Olkiewicz: Przekręt, który odbiera chęci do gry

Zwróciłem na to uwagę kilka razy – na przykład w tym ostatnim dośrodkowaniu, które Pjanić wykonał „na stojaka”, tak jakby wrzucał piłkę na treningowej gierce, a nie podczas ostatnich sekund walki o pozostanie w turnieju Mistrzostw Świata. Wcześniej widać to było po każdym z zawodników Bośni – po stracie piłki powolne człapanie do tyłu, zamiast pressingu – próba opóźniania akcji delikatnym cofaniem. Dżeko? Cały czas ten sam wyraz twarzy, tak jakby w ogóle nie dochodziły do niego zewnętrzne bodźce. Spahić w bezruchu w obronie, Misimović i reszta ofensywy w totalnym bezruchu w ofensywie.

Naprawdę, ciężko było nawet na nich patrzeć. Ataki pozycyjne? Jeden prowadzi piłkę, reszta stoi. Strata? Ten, który stracił leży na murawie, reszta obserwuje jak Nigeria sunie pod bramkę Begovicia. Kontry? Jeden biegnie, biegnie, biegnie… W końcu zawraca, bo przecież nikt nie wychodzi do podania czy klepki. Bośnia i Hercegowina zagrała w stylu, który można ulokować najbliżej rodzimej reprezentacji. Bez iskry, bez werwy, bez „pierdolnięcia”, które można przypisać prawie każdej drużynie na tym mundialu, przegranym Anglikom, wygranym Kostarykanom, remisującym Meksykanom.

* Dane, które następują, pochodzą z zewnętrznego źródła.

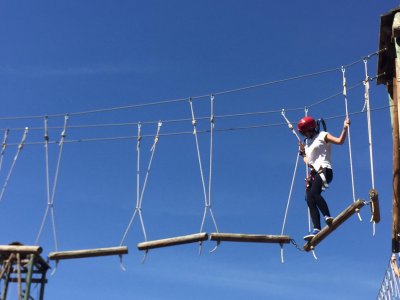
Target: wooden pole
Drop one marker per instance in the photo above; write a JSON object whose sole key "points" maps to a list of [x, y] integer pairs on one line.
{"points": [[396, 162], [342, 217], [42, 285], [8, 269], [20, 249], [395, 130], [19, 276], [88, 253], [252, 238], [29, 277], [179, 240]]}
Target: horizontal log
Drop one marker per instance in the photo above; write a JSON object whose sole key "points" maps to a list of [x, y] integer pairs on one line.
{"points": [[179, 240], [250, 238], [376, 215], [33, 280], [88, 253], [339, 220], [7, 249]]}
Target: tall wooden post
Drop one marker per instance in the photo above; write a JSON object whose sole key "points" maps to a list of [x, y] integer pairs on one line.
{"points": [[396, 162], [389, 65]]}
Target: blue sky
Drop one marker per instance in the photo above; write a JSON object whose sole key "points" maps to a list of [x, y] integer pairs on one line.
{"points": [[78, 56]]}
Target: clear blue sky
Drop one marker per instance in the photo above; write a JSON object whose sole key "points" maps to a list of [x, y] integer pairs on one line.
{"points": [[73, 56]]}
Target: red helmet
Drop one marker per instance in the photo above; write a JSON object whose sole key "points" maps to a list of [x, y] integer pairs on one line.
{"points": [[306, 124]]}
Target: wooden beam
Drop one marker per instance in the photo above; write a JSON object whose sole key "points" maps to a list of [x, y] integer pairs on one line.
{"points": [[386, 59], [88, 253], [375, 211], [252, 238], [339, 220], [23, 280], [7, 249], [179, 240]]}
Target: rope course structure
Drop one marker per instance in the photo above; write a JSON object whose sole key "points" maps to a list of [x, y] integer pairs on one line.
{"points": [[201, 236], [390, 286]]}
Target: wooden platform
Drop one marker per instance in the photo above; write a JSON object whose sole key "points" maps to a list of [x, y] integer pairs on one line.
{"points": [[179, 240], [250, 238], [340, 219], [88, 253]]}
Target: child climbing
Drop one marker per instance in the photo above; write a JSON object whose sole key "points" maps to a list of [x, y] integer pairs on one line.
{"points": [[316, 153]]}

Nawet Bośniakom, ale nie tym snującym się po boisku w starciu z Nigerią, tylko tej jedenastce, która potrafiła postraszyć Argentynę.

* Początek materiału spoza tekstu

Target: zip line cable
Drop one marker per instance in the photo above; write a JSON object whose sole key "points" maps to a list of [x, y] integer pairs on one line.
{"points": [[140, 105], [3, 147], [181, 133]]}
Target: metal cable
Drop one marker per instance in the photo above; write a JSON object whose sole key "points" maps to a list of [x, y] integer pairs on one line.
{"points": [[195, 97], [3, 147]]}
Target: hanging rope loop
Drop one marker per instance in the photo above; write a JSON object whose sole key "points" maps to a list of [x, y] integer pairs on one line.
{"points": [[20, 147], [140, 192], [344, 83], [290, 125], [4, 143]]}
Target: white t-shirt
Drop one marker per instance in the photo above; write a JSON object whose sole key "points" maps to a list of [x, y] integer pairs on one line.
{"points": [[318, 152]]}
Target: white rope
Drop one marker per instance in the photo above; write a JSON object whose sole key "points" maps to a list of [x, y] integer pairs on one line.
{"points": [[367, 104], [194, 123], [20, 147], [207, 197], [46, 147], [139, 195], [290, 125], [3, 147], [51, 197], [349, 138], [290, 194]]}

Zawiodłem się na nich, bo naprawdę „kupowałem” tę historię o walczących pod wspólną banderą Boszniakach, Chorwatach i Serbach. Na podwójne zjednoczenie – w blasku rac na ulicach Sarajewa i w brazylijskich szatniach. Tymczasem Lulić, ten, który tak kapitalnie obsłużył Ibisevicia w meczu z Argentyną, tym razem pełnił rolę pachołka dla Emenike. Dwa razy podłączył się do przodu i dwa razy przyspieszył akcję ospałych kolegów, ale zapamiętamy go jako „polski akcent” na mundialu – słabiutkiego lewego obrońcę objeżdżanego niemiłosiernie przez nigeryjskiego skrzydłowego.

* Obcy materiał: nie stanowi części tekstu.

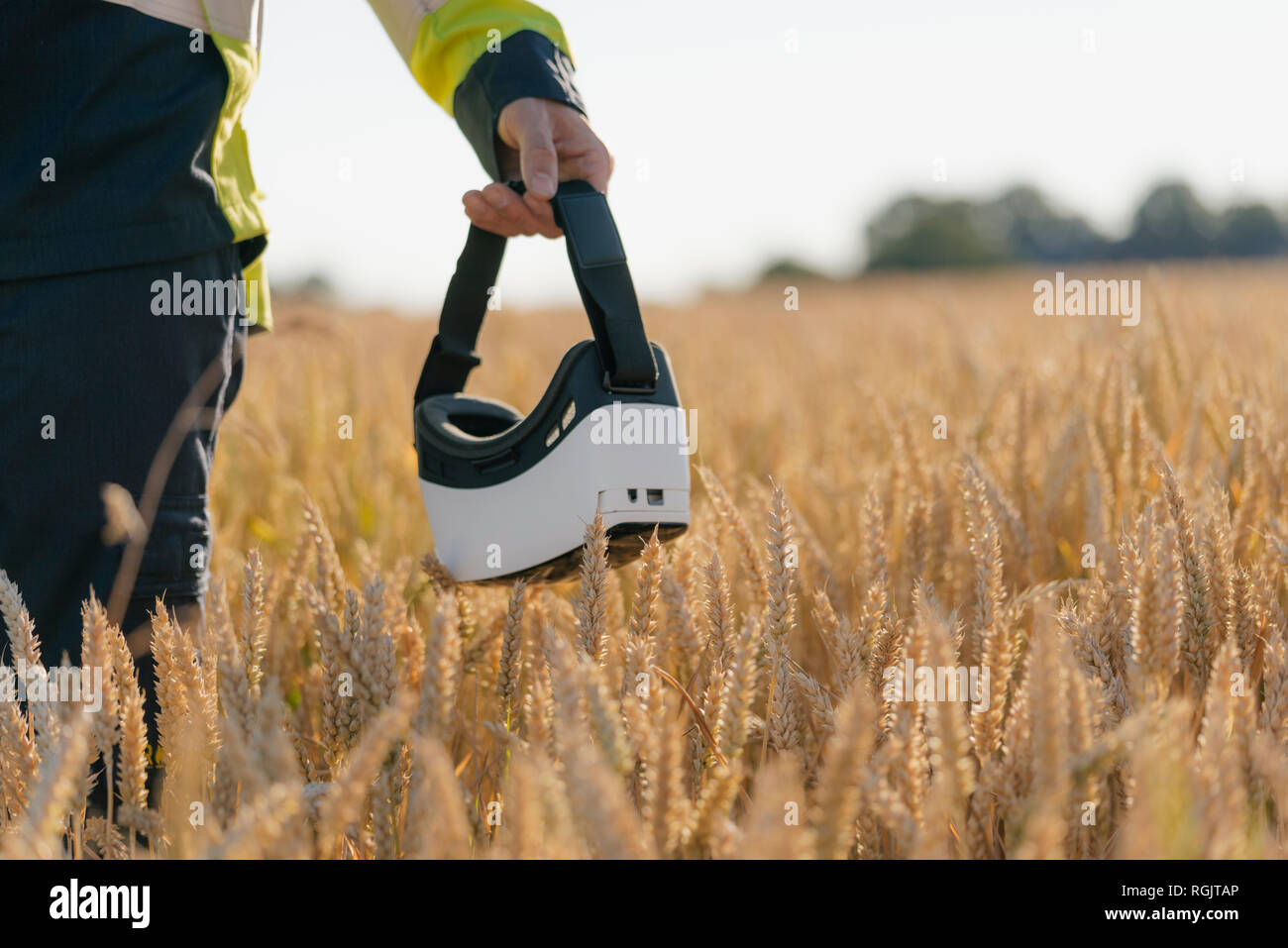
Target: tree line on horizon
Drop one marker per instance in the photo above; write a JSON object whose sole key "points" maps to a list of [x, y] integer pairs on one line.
{"points": [[1022, 227]]}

Zastanawiam się tylko… Na ile ta ich apatia, bezsilność, ale i rezygnacja wynikała z decyzji sędziego? Na ile te spacery, te nonszalanckie zagrania i niechęć do jakiegokolwiek przyspieszenia wynikały z niekorzystnego wyniku, a na ile ze sposobu sędziowania? Czy naprawdę jeden celny cios – zabranie prawidłowo zdobytego gola – może aż w takim stopniu „zabić” drużynę? Były mecze, gdy te sędziowskie gafy nie miały żadnego realnego kosztu. Meksyk strzelił dwa prawidłowe gole, oba nie zostały uznane, trudno, niedługo dołożyli trzeciego. Błędy na korzyść Holendrów przy ich „oranju” Hiszpanów też niewiele zmieniły. Nawet w tym przeklętym meczu otwarcia, nie dajemy sobie ręki uciąć, że Chorwacja dowiozłaby remis.

Reklama

Ale wczoraj? Bośniacy wyglądali, jakby ktoś im powiedział, że nawet po strzeleniu sześciu goli będą musieli jechać do domu. Wyglądali jak zespół zdemolowany – słabszy nie umiejętnościami, motoryką czy taktyką, ale psychiką, mentalnością i wynikającą z tego agresją czy nieustępliwością. Niektórzy pewnie zgonią to na niuanse taktyczne, odsłonięcie lewej flanki poprzez umieszczenie tam Lulicia, przegrany już w szatni pojedynek szkoleniowców – Emenike w tamtym rejonie boiska był strzałem w dziesiątkę. Ja jednak sądzę, że to jeden z pierwszych meczów, gdy zespół w pojedynkę, bez niczyjej pomocy zatrzymał arbiter.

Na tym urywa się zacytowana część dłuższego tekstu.